Gazing onto the podium a generation later, I would recall that confident grasp of a complicated score and witness that extraordinarily stick technique he had, which television had brought to my attention.

‘Flash Harry’ was in all his glory at getting the best out of the members of the choir. His rival on the podium Thomas Beecham acknowledged that he could ‘get the buggers to sing like blazes’. One piece he would stay with was Handel’s Messiah. He could be depended on to play this every year at the Albert Hall to his faithful following. He encouraged his audience to  join in together to hum, clap and sing.

Sir Malcolm played a great part in making British music and British orchestras known abroad. Sir Malcolm told me he was looking forward to his visit to Australia.

The Piper At The Gates Of Dawn.” 

At the same time I was observing this established cultured world, I was acquainting myself with a younger less cribbed one which deviated from it musically and in its way of life. John Mellor a struggling young itinerant street musician I was chummy with and about whom I will write later acted as my guide. John knew who I was as soon as he saw me. I met him walking in Hyde Park when this guy waved at me. Then, thinking he was mistaken said, ‘I’m sorry I thought you were someone else.’

I said, ‘I am!’

John told me of the upcoming rock concert in the park. He recommended I take note of the Edgar Broughton band. Out there, openly defiant of authority they achieved financial success due to their implacably oppositionist politics and their refusal to follow mainstream musical tastes. Edgar Broughton declared their aim to be to ‘subvert what’s above from below’. Their intelligent, innovative and pleasant music was a welcome feature at the series of legendary free concerts, often for causes, held over this period. I was interested in hearing what they had done to ‘Apache’. I caught them first at the concert held in Hyde Park in July 1970 with Pink Floyd, unofficial “house band” of London’s underground headlining.

Daybreak’s hazy chill saw me in the park assembling with a hard core rock following to ensure a close up, early bird’s eye view of the stage.

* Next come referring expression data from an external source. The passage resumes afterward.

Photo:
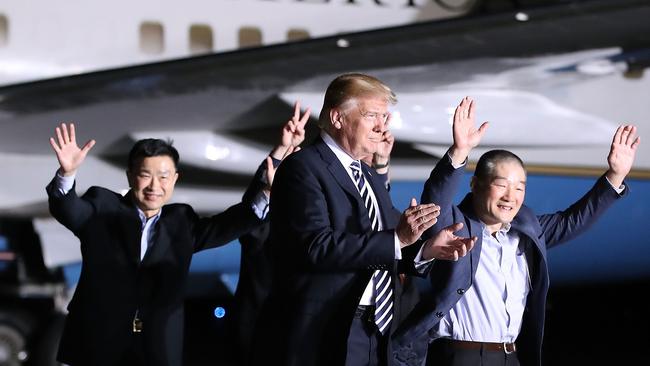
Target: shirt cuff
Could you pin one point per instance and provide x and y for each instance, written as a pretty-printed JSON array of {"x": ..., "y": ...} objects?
[
  {"x": 618, "y": 190},
  {"x": 260, "y": 205},
  {"x": 398, "y": 247},
  {"x": 64, "y": 184}
]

Pasty white faces were blotched pink from the first hint of summer sun. Warming things up were artistic odds and sods amongst their ranks, providing this boy from the bush with some way-out freaky deaky sights that he had never witnessed. Exposed for the first time to a ritual fire show with performers gamely spewing plumes of fire ruffled by a strong breeze, twirling it on sticks, throwing shapes while shooting plumes of coloured smoke into the air. Acrobats threw circus yoga moves on the grass to the sound of a patchoulied paisley patterned piper heralding the new day. Six of its hours filled with music from some of the best bands in Britain.

With a crowd of 120,000 having flocked there like moths to a flame, it may have lacked the ambience and the intimacy of the earlier concerts but made up for this with enthusiasm. While the Hells Angels were carrying out their self appointed role as the official police at the front of the stage, the sun beaming down convinced a sandalwood scented, crystal pendanted section of the audience near me to get their gear off and frolic with abandon on the grass like fairies in a midsummer’s dream. When the paparazzi  homed in for shots of this splendour on the grass, others in the audience quite rightly pelted them with scunge.

After lots of onstage ranting and a rendition of their anthem Out Demons Out! Members of the Edgar Broughton Band led a section of the crowd off on a spontaneous antic demonstration against the state of the nation through the crowded streets of London.

The final act was a performance by the ‘Floyd’ who treated the bohemians of rhapsody to an hour of beautiful soothing and inspiring music.

They kept the number short and carefully restrained. So many people kept their hands in the air. There simply wasn’t enough room to get them down.

The captivated audience was then treated to a brass section and choir, followed by a dash of marvellous trippy Floyd rock-jazz and swirling special sound effects. The concert enabled many to see acts they would never have been able to. It created a special bond between musicians and audience and an atmosphere of bonhomie with the audience. Woodstock with earth, wind and fire – without the mud, sweat and tears.